Consider these facts and gander to the right at the official standings as your primer:
• Six teams are still in the running for a playoff spot.
• No team has secured a spot.
• The Alberta Golden Bears could finish first — or out of the playoffs.
• The Lethbridge Pronghorns, in sixth place, are still in contention.
• The Winnipeg Wesmen, out of a playoff spot as of last Friday morning, could finish second and host a first-round series.
• The Manitoba Bisons could do the same.
• Alberta/Saskatchewan, Winnipeg, Manitoba and Calgary could all be tied at 14-8 at the end of the weekend.
So here’s the two must-know facts if you’re heading to IGAC on Wednesday. The Wesmen must win to have a hope of getting in. The Bisons don’t need to win, but they’d be advised to. Let’s look at the possibilities for the two local teams.
Eliminated with: A loss, plus a Calgary sweep of Lethbridge.

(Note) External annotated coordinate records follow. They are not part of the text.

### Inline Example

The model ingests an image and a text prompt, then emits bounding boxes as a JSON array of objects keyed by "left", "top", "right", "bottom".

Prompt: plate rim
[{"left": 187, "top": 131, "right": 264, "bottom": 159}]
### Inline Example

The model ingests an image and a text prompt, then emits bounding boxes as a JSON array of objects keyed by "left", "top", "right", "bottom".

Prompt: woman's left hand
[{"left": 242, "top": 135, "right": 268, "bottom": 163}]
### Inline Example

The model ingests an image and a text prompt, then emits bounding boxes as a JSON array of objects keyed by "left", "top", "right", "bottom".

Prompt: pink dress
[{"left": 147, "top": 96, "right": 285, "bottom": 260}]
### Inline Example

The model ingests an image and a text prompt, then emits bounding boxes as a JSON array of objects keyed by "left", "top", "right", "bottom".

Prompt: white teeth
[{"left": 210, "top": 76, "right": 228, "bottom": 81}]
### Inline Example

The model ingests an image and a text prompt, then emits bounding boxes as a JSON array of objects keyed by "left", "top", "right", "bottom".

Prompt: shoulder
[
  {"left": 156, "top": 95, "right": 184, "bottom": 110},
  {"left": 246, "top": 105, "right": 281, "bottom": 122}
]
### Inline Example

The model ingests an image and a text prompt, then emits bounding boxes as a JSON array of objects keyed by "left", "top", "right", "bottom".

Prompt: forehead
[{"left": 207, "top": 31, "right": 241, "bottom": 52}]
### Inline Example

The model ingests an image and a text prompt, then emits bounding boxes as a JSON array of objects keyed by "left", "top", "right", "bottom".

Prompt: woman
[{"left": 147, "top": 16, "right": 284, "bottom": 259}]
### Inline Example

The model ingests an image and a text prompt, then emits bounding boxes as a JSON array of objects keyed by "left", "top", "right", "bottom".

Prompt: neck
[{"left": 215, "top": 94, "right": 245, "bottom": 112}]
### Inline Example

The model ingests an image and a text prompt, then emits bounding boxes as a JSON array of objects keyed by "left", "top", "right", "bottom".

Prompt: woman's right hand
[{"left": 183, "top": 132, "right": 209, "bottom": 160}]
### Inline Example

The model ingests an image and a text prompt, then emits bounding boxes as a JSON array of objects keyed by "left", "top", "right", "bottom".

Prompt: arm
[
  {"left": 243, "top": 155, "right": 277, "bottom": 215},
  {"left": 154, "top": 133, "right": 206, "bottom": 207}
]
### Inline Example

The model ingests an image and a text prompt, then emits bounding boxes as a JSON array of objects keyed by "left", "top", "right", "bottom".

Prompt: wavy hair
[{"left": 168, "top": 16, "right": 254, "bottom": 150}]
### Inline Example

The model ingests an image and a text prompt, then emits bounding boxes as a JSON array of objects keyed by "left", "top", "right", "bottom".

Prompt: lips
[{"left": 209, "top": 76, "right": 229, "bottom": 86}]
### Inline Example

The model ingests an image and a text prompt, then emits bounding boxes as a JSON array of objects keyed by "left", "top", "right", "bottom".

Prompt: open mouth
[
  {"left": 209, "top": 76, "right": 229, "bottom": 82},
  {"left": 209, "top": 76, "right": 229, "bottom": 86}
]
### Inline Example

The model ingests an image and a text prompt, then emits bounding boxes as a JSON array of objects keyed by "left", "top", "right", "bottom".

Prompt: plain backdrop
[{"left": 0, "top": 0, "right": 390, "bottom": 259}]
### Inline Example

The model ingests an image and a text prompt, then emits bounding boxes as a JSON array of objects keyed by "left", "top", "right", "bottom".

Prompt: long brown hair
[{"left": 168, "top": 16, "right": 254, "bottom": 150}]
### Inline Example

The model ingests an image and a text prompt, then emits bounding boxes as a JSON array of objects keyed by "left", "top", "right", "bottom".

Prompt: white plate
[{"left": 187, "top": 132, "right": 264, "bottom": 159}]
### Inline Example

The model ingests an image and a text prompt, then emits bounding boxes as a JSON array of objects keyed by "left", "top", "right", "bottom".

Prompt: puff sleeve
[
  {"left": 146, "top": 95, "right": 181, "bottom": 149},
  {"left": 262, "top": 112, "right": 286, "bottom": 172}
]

This scenario works thusly: Calgary would pull even with Manitoba at 14-8 then win on the second tiebreaker, which is record in the division. Calgary would be 9-5, while Manitoba would be 8-6 if this scenario plays out.
In with: A win.
At 14-7, holding the same amount of wins currently as the two teams ahead of them, no one can go in the backdoor to force the Bisons out.
Best vs Worst (case): Could be in second place and hosting a series. Could be at home.
Eliminated with: A loss.
By virtue of Calgary owning the head-to-head tiebreak, even a Calgary split with Lethbridge would pull the Dinos even with Winnipeg in the event of a Wesmen loss. Similarly, a Lethbridge sweep of Calgary doesn’t help the Wesmen either, as the Horns own the head-to-head on U of W as well.
In with: A win.
A win would give the Wesmen the season series 2-0 and bump them ahead of the Bisons and put them in regardless of what Calgary and Lethbridge do.
Best vs Worst (case): Could host with a win, a Saskatchewan sweep and a Calgary/Lethbridge split. Could have their first winning record since 1994 — and still not have enough.